O zaman şunun rahatlıkla söyleyebiliriz: “Caizdir” demek “helaldir” anlamını taşımaz, tıpkı “caiz değildir” demek “haramdır” anlamını taşımadığı gibi. Çünkü helal ve haram kavramları daha çok Allah ve Resulünün açık beyan ve hükümleri için kullanılırken caizdir ve caiz değildir hüküm ifadeleri hukukta kendine yer bulan beşeri içtihatlar için kullanılır. Onun içindir ki Müslüman fakihler herhangi bir mesele için “helaldir” veya “haramdır” dememeye çalışmış, bunun yerine caizdir örneğinde olduğu gibi başka hukuki terimleri tercih etmiş ve her hâlükârda taşıdıkları bu dikkat hatta korku ve endişe sebebiyle ulaştıkları her içtihadi hüküm arkasına “Allah daha iyisini bilir” kaydını mutlaka koymuşlardır.
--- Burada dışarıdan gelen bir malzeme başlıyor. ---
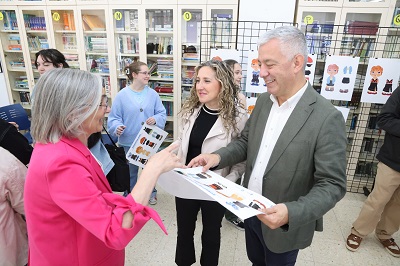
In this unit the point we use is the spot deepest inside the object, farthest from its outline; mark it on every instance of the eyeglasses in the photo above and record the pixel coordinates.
(144, 73)
(104, 105)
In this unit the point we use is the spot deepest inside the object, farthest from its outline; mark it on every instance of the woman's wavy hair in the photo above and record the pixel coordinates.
(65, 98)
(52, 56)
(228, 97)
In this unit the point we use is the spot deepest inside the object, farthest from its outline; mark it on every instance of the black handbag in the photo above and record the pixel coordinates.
(118, 177)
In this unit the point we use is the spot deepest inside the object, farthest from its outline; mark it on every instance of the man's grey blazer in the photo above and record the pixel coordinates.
(306, 170)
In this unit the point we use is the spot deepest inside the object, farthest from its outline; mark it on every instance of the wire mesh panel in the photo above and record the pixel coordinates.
(364, 137)
(228, 34)
(365, 40)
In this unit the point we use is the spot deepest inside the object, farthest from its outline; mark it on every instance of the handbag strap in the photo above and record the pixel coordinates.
(109, 136)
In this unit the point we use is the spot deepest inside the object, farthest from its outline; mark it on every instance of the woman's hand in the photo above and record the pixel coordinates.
(151, 121)
(159, 163)
(120, 130)
(165, 160)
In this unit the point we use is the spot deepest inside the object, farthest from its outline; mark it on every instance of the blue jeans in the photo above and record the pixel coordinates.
(133, 172)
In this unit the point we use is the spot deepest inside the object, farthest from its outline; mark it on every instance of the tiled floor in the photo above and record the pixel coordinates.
(152, 247)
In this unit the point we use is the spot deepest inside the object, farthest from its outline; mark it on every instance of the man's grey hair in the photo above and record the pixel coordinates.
(292, 41)
(64, 98)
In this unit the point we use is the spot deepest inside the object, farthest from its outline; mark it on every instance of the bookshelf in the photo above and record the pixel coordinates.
(102, 36)
(95, 55)
(64, 26)
(13, 58)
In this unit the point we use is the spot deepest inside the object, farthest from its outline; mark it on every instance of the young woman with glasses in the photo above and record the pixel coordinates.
(134, 106)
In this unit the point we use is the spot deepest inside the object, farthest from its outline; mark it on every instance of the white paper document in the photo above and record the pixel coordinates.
(192, 183)
(145, 145)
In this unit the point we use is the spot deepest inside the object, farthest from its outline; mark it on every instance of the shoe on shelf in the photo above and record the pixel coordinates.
(153, 201)
(353, 242)
(390, 246)
(236, 222)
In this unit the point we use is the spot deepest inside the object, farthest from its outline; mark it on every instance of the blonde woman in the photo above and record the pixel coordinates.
(211, 117)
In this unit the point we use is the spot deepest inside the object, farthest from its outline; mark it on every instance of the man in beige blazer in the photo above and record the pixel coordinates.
(295, 146)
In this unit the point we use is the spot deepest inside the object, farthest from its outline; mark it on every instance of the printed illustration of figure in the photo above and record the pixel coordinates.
(218, 58)
(256, 72)
(308, 65)
(376, 71)
(148, 130)
(147, 142)
(346, 78)
(332, 70)
(140, 150)
(387, 90)
(255, 204)
(156, 135)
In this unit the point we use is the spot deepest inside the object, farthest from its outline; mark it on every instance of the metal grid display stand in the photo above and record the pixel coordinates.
(364, 137)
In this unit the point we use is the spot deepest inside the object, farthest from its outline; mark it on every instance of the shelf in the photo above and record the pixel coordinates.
(24, 90)
(128, 54)
(126, 32)
(167, 33)
(65, 31)
(17, 69)
(10, 31)
(191, 63)
(161, 79)
(90, 32)
(160, 56)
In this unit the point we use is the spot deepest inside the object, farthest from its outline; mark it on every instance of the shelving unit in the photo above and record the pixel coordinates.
(353, 28)
(103, 36)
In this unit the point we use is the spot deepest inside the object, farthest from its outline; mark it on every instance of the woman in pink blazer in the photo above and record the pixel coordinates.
(73, 217)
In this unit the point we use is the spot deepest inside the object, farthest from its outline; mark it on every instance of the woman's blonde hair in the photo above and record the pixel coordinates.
(228, 97)
(64, 98)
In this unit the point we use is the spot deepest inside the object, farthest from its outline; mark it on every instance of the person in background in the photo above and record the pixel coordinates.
(133, 106)
(211, 117)
(48, 59)
(381, 210)
(95, 145)
(294, 144)
(15, 142)
(237, 73)
(67, 196)
(13, 236)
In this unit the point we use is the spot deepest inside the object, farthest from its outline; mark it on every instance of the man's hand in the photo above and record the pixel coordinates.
(151, 121)
(275, 217)
(206, 160)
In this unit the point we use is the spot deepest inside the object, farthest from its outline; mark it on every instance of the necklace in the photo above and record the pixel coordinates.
(210, 111)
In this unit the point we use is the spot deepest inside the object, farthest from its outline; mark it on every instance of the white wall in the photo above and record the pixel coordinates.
(267, 10)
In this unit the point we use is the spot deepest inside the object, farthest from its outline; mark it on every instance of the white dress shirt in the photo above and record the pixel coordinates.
(276, 121)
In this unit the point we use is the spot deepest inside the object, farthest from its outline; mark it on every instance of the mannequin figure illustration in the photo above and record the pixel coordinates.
(376, 71)
(332, 70)
(256, 72)
(387, 90)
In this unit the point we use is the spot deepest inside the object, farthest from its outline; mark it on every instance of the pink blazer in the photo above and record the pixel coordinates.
(73, 217)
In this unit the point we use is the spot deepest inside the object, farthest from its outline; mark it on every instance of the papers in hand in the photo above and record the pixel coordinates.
(192, 183)
(146, 144)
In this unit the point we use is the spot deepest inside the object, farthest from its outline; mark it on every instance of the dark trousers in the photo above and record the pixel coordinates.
(186, 213)
(257, 250)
Bakın tam da bu bağlamda Allah ne diyor? “Ağzınıza geldiği gibi yalan yanlış konuşarak, ‘Bu helaldir, bu haramdır’ demeyin. Aksi halde kendi kafanıza göre uydurmuş olduğunuz hükümleri Allah’a isnat eden iftiracılar olursunuz. Unutmayın, kendi yalanlarını, uydurdukları hükümlerini Allah’a isnat edenler kesinlikle iflah olmazlar.” (Nahl, 116)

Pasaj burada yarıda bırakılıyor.